Vice President - Security Governance

Key Responsibilities

1. Manage security governance, risk management, and compliance matters, ensuring that human resources are engaged and trained with relevant skills and knowledge.
2. Provide strategic leadership and oversight in the development, implementation, and continuous review of KWAP’s Cyber Security Policy, ensuring alignment with applicable laws, regulations, and industry standards, including the Cyber Security Act (Act 854), National Cyber Security Baseline (NCSB v1.3), ISO/IEC 27001:2022, and Personal Data Protection Act (PDPA).
3. Lead and oversee enterprise cloud security architecture, including Cloud Security Posture Management (CSPM), Zero Trust security frameworks, and cloud risk management across hybrid environments.
4. Drive enterprise-wide assessment and governance of security risks across Artificial Intelligence and emerging technologies, including GenAI misuse, adversarial machine learning, and Large Language Model (LLM) vulnerabilities.
5. Provide strategic oversight and advisory on compliance with Act 854, National Cyber Security Agency (NACSA) directives, Bank Negara Malaysia Risk Management in Technology (RMiT), and PDPA, ensuring the organisation maintains a robust and effective compliance posture.
6. Collaborate with legal and regulatory requirements, such as General Data Protection Regulation (GDPR), PDPA, Network and Information Security Directive 2 (NIS2), System and Organisation Controls 2 (SOC 2), Payment Card Industry Data Security Standard (PCI-DSS), and other applicable laws.

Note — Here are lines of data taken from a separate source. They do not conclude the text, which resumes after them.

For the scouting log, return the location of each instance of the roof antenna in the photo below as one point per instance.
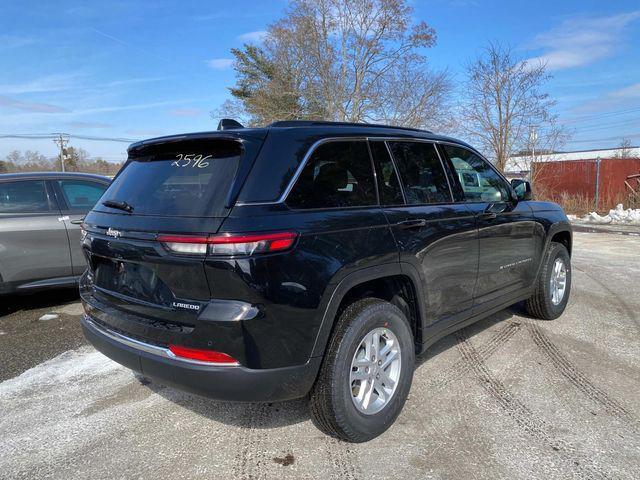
(228, 124)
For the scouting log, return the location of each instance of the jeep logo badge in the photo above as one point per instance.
(114, 233)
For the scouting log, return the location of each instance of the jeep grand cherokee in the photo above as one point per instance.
(310, 258)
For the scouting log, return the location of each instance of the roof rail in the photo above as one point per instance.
(319, 123)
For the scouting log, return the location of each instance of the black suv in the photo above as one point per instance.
(310, 257)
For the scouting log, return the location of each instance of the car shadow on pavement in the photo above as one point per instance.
(243, 415)
(450, 340)
(51, 298)
(281, 414)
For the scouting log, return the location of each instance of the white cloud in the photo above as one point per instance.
(581, 41)
(186, 112)
(30, 106)
(49, 83)
(253, 37)
(628, 96)
(13, 41)
(220, 63)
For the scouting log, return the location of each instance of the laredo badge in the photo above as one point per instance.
(185, 306)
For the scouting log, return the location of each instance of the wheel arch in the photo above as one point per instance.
(396, 280)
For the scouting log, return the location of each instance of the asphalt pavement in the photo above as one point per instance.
(509, 397)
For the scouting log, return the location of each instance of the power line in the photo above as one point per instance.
(618, 123)
(62, 141)
(51, 136)
(595, 116)
(632, 135)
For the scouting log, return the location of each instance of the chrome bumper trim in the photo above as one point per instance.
(147, 347)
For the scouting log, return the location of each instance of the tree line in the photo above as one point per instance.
(76, 160)
(366, 61)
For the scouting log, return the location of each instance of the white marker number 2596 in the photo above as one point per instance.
(191, 160)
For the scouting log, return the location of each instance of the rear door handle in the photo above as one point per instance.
(417, 223)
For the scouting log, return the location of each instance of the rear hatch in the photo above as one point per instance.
(177, 187)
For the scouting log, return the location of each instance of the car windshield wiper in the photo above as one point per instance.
(120, 205)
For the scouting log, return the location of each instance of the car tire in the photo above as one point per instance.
(553, 286)
(354, 410)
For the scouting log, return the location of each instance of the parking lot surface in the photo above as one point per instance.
(509, 397)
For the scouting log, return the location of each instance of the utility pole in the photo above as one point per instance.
(62, 140)
(533, 139)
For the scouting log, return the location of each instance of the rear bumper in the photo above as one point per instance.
(228, 383)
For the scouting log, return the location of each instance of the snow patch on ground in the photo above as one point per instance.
(61, 370)
(618, 215)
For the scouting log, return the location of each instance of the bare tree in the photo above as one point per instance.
(346, 60)
(625, 149)
(502, 103)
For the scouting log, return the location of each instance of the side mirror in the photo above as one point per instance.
(522, 189)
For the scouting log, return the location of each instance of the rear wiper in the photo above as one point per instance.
(120, 205)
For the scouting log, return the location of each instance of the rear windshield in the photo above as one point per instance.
(188, 179)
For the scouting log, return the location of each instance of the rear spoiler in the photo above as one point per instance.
(229, 124)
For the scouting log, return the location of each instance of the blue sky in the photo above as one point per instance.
(137, 69)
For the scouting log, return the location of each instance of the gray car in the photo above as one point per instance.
(40, 216)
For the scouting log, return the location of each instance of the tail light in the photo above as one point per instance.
(201, 355)
(229, 244)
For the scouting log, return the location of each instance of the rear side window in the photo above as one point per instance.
(338, 174)
(81, 195)
(190, 179)
(480, 183)
(27, 196)
(421, 173)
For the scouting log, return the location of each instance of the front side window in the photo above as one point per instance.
(480, 183)
(421, 172)
(27, 196)
(80, 194)
(338, 174)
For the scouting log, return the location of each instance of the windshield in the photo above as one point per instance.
(187, 179)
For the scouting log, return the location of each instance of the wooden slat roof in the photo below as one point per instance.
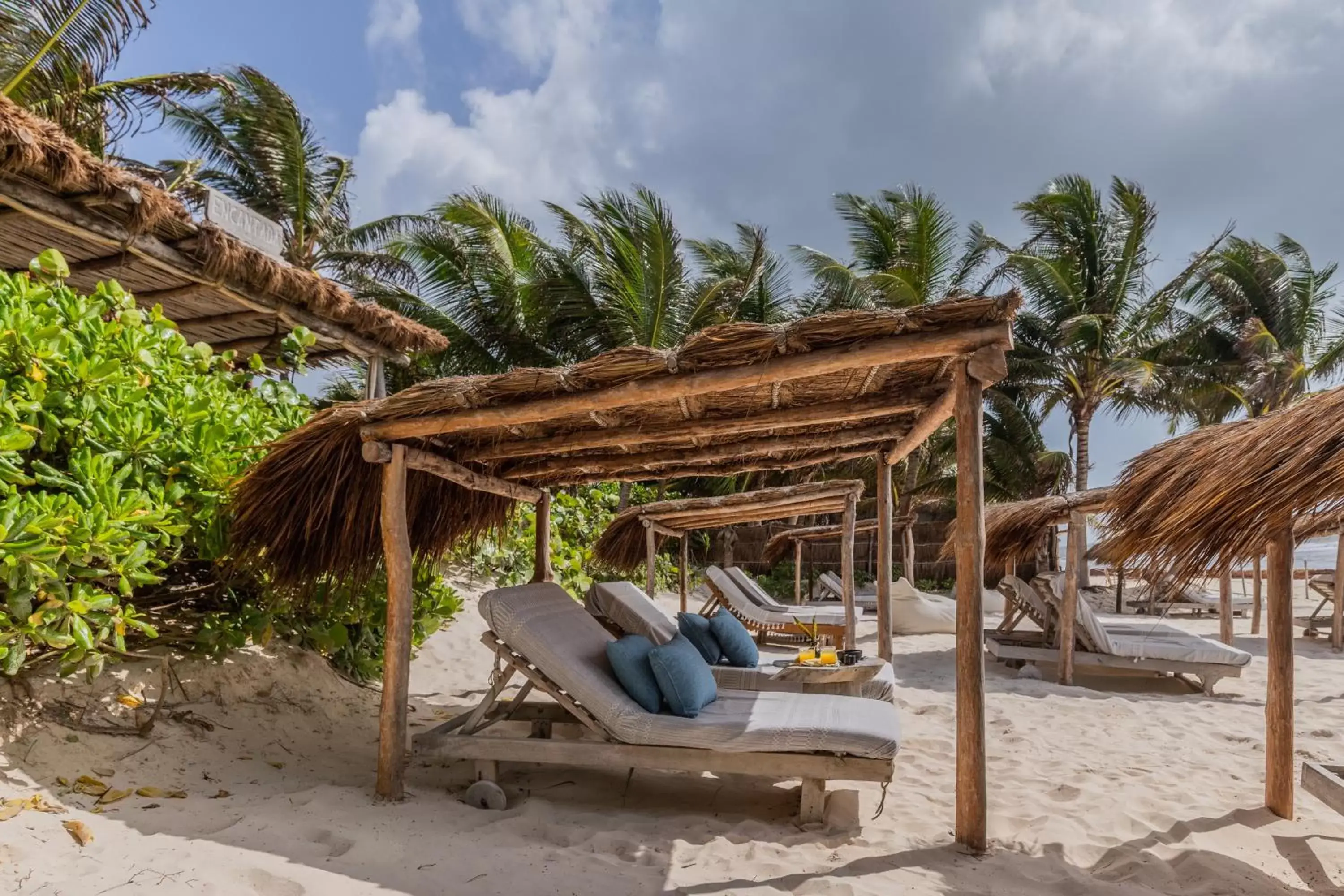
(111, 225)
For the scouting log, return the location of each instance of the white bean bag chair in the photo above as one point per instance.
(913, 612)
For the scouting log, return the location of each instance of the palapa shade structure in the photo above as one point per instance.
(1229, 493)
(111, 225)
(378, 482)
(635, 535)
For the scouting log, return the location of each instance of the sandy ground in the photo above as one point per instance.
(1124, 786)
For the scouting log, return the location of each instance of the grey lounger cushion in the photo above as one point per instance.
(632, 612)
(546, 625)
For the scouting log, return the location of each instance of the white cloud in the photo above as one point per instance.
(393, 25)
(1189, 50)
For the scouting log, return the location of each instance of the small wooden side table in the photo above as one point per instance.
(851, 677)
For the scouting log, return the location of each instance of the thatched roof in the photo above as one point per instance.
(781, 543)
(1217, 495)
(733, 398)
(1014, 528)
(623, 543)
(109, 224)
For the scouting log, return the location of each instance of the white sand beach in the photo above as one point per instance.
(1121, 786)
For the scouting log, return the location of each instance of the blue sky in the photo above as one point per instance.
(752, 111)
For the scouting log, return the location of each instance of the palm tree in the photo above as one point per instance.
(258, 148)
(620, 279)
(1092, 336)
(1260, 332)
(905, 253)
(54, 60)
(748, 277)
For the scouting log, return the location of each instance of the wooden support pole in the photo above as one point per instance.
(397, 648)
(1338, 613)
(851, 511)
(797, 571)
(683, 574)
(1077, 554)
(883, 556)
(542, 560)
(908, 544)
(1256, 595)
(651, 548)
(972, 792)
(1279, 699)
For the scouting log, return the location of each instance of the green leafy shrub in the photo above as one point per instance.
(119, 443)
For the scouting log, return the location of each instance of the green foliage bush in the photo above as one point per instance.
(119, 441)
(578, 517)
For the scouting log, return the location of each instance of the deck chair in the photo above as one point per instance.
(1127, 646)
(1322, 583)
(771, 625)
(541, 633)
(865, 598)
(624, 607)
(758, 595)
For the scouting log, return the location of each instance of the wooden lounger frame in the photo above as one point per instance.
(460, 738)
(771, 632)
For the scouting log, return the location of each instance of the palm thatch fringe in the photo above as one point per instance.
(1015, 530)
(1217, 495)
(38, 150)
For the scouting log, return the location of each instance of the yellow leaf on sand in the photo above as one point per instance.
(92, 786)
(80, 832)
(113, 796)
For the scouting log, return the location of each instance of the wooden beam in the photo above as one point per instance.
(896, 350)
(851, 508)
(683, 574)
(218, 320)
(925, 425)
(689, 431)
(1338, 610)
(797, 571)
(651, 551)
(70, 218)
(1076, 555)
(1279, 699)
(429, 462)
(397, 648)
(542, 559)
(972, 792)
(1256, 594)
(883, 556)
(710, 454)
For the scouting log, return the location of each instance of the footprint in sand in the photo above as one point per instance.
(338, 845)
(1065, 793)
(267, 884)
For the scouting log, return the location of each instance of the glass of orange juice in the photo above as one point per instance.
(828, 653)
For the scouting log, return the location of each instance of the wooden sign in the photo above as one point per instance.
(244, 224)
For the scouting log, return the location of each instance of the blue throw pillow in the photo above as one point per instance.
(629, 659)
(697, 629)
(734, 640)
(683, 677)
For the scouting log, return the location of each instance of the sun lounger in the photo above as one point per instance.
(765, 624)
(542, 634)
(1123, 645)
(1322, 583)
(758, 595)
(628, 609)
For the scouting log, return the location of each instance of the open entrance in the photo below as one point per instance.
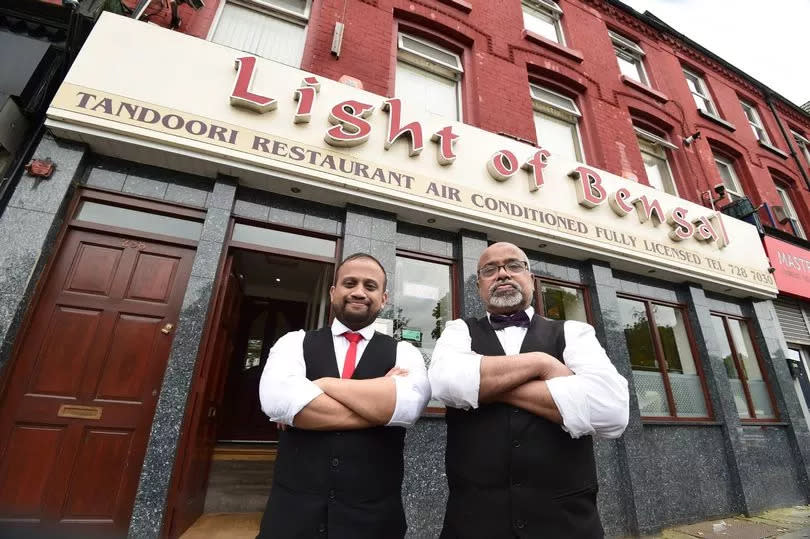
(230, 454)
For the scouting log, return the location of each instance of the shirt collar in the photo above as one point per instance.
(529, 312)
(338, 328)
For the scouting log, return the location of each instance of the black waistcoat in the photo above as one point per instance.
(512, 473)
(340, 484)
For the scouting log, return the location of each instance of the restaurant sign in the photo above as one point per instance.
(225, 106)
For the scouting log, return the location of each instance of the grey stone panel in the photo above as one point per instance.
(424, 491)
(47, 195)
(684, 476)
(279, 209)
(472, 245)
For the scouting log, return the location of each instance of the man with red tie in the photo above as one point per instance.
(524, 396)
(345, 393)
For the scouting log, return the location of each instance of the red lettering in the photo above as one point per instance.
(395, 128)
(446, 140)
(350, 129)
(305, 95)
(535, 166)
(241, 95)
(502, 165)
(590, 192)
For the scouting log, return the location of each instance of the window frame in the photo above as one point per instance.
(700, 85)
(433, 66)
(544, 106)
(755, 121)
(551, 10)
(630, 51)
(665, 147)
(765, 377)
(438, 411)
(735, 179)
(660, 361)
(787, 203)
(540, 280)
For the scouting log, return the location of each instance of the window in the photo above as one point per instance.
(756, 124)
(790, 212)
(543, 18)
(803, 144)
(669, 383)
(556, 122)
(272, 29)
(630, 57)
(726, 170)
(561, 301)
(429, 77)
(700, 93)
(748, 386)
(654, 154)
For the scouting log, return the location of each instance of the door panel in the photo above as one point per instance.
(76, 415)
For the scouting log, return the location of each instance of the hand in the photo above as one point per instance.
(551, 367)
(397, 371)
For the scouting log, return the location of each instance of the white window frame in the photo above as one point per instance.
(790, 211)
(433, 65)
(268, 7)
(548, 8)
(804, 145)
(630, 51)
(562, 111)
(752, 115)
(702, 91)
(660, 145)
(738, 190)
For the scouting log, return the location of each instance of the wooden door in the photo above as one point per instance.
(76, 416)
(188, 497)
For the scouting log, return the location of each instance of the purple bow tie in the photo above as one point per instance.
(500, 321)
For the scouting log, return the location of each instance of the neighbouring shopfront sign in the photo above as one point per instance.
(791, 267)
(248, 112)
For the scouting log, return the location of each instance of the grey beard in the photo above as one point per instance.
(512, 298)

Conduct internal security audits, gap assessments, and compliance reviews.
7. Manage internal and external audit queries and control, conducting audit walkthroughs, tracking data or information requests and managing auditors and auditees to ensure completion of audits.
8. Lead security awareness and training initiatives, design and implement cybersecurity awareness programmes to educate employees on security risks, policies, and best practices.
9. Analyse the global Information Technology (IT) security threat landscape provided by a reputable threat intelligence provider, assess the potential risks and impacts, and recommend suitable solutions.
10. Manage third-party vendors and service providers for cybersecurity risks and ensuring compliance with contractual security requirements.
11. Provide periodic security governance reports to relevant committees (such as senior management, risk committees, and the Board).
    Act as Cyber Security Incident Manager by collaborating with Cybersecurity Operations and Risk Management teams to ensure governance aspects are incorporated into incident response plans.
12. Collaborate closely with IT, legal, compliance, risk, and business units to incorporate security governance into organisation-wide procedures.

Key Requirements

1. Bachelor’s Degree in Computer Science, Cyber Security, Information Systems, or any related field.
2. Possess knowledge and understanding of regulatory requirements relevant to the industry such as Cyber Security Act, Certification in Risk Management Assurance (CRMA), GDPR, PDPA, Monetary Authority of Singapore Technology Risk Management (MAS TRM), Payment Card Industry Data Security Standard (PCI-DSS).
3. Minimum of twelve (12) years of working experience in security risk management methodologies, policy development, security awareness programmes, and governance reporting.
4. Experienced with cybersecurity frameworks, such as National Institute in Technology Cybersecurity Framework (NIST CSF), Center for Internet Security Critical Security Controls, and Control Objectives for Information and Related Technology (COBIT).
5. Experienced in leading a team or group of people while performing cyber security governance and compliance, audit, IT risk and other IT related areas.
6. Strong knowledge of security governance frameworks.